Aucune communion ne peut plus être donnée au pouvoir sans confession
On comprend surtout les propositions audacieuses du chef de file de l’opposition togolaise à l’adresse de celle qui, elle-même en 1998, n’a jamais cru bon rendre compte au peuple togolais de sa démission rocambolesque de la Commission nationale électorale au lendemain des présidentielles de 1998, en plus de n’avoir jamais cru devoir faire des dépositions devant la modeste CVJR présidée par monseigneur Nicodème Barrigah. Et Jean-Pierre Fabre de préciser abondamment à Mme la présidente Awa Nana-Daboya : « Au regard de toutes les considérations qui précèdent, votre démarche ne peut que susciter la plus grande suspicion. En tout état de cause, le HCRRUN et sa Présidente sont disqualifiés pour traiter un sujet aussi sensible que les réformes politiques. En conséquence, je vous demande d’annuler purement et simplement la tenue de cet atelier que je considère comme une mise en scène grotesque visant à créer les conditions d’un enterrement de l’APG ainsi que des réformes convenues. Puisque vous sollicitez mes conseils, je me permets de vous suggérer d’inviter le gouvernement et sa majorité parlementaire à soutenir et à faire aboutir favorablement, la proposition de loi de révision constitutionnelle, relative aux réformes politiques prescrites par l’APG, que des députés viennent d’introduire à l’Assemblée nationale. » Et voilà comment le HCRRUN est considéré avec raison comme une diversion dans le paysage politique togolais.

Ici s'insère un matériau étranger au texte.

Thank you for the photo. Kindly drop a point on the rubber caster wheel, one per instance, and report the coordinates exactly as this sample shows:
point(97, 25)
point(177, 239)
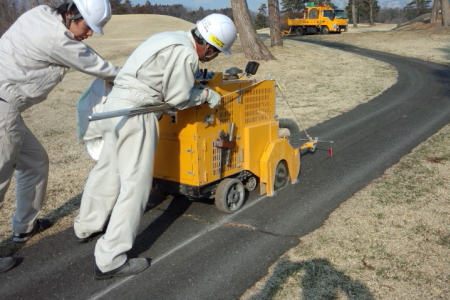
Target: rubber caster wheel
point(230, 195)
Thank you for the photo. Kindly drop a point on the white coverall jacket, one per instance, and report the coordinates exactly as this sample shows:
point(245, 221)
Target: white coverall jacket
point(160, 71)
point(35, 54)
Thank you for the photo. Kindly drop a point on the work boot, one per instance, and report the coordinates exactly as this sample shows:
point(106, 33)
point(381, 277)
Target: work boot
point(130, 267)
point(39, 226)
point(7, 263)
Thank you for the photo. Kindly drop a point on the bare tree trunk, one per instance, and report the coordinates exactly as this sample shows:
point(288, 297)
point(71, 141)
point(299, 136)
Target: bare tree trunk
point(274, 23)
point(253, 48)
point(355, 24)
point(445, 7)
point(434, 11)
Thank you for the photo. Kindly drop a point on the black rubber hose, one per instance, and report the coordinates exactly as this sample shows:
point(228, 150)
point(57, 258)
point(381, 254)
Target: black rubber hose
point(295, 135)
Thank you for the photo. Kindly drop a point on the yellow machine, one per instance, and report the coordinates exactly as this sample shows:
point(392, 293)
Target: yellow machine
point(216, 153)
point(317, 19)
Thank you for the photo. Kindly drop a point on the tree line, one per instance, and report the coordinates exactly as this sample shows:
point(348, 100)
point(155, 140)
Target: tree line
point(366, 11)
point(10, 10)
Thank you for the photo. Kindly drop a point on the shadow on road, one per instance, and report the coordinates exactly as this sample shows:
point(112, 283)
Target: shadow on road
point(318, 280)
point(177, 207)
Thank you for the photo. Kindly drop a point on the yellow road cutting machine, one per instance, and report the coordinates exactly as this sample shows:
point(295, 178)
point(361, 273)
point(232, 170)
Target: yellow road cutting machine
point(216, 153)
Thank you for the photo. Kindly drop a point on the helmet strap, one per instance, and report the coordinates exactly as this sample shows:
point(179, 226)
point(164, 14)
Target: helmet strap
point(73, 17)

Désormais, la réalité togolaise doit être abordée avec lucidité, réalisme et tempérance certes, mais toujours avec une fidèle vérité, une rigueur conforme aux faits et une exigence de responsabilité hors de toute complaisance coupable. Le problème togolais doit être pris à bras le corps. Et, si la solution doit venir de tous les acteurs, il est tout aussi clair que le pouvoir togolais, nommément Faure Gnassingbé, doit changer son fusil d’épaule, si tant est qu’il lui faudra encore un fusil au lieu d’un numéro de téléphone : celui du chef de file de l’opposition togolaise, Jean-Pierre Fabre, un numéro de téléphone qu’il connaît parfaitement d’ailleurs.
Aussi, si reprise de dialogue il doit y avoir au Togo, cette étape ne serait pas franchie sans que Faure Gnassingbé lui-même ne soit à la table de négociation, pour tout le temps que cela va durer. Finis donc ces rencontres où les délégués du pouvoir togolais, ne disposant en réalité d’aucun mandat à s’engager, finissent d’ailleurs par faire du simple présentéisme en refusant même de parler parfois. Tous ces dialogues silencieux sont finis. Fini, la moquerie politique permanente au Togo. Finis cette désinvolture et cette incompétence qui fait qu’un chef d’État n’a jamais été un modèle républicain en quoi que ce soit dans son pays où à l’extérieur.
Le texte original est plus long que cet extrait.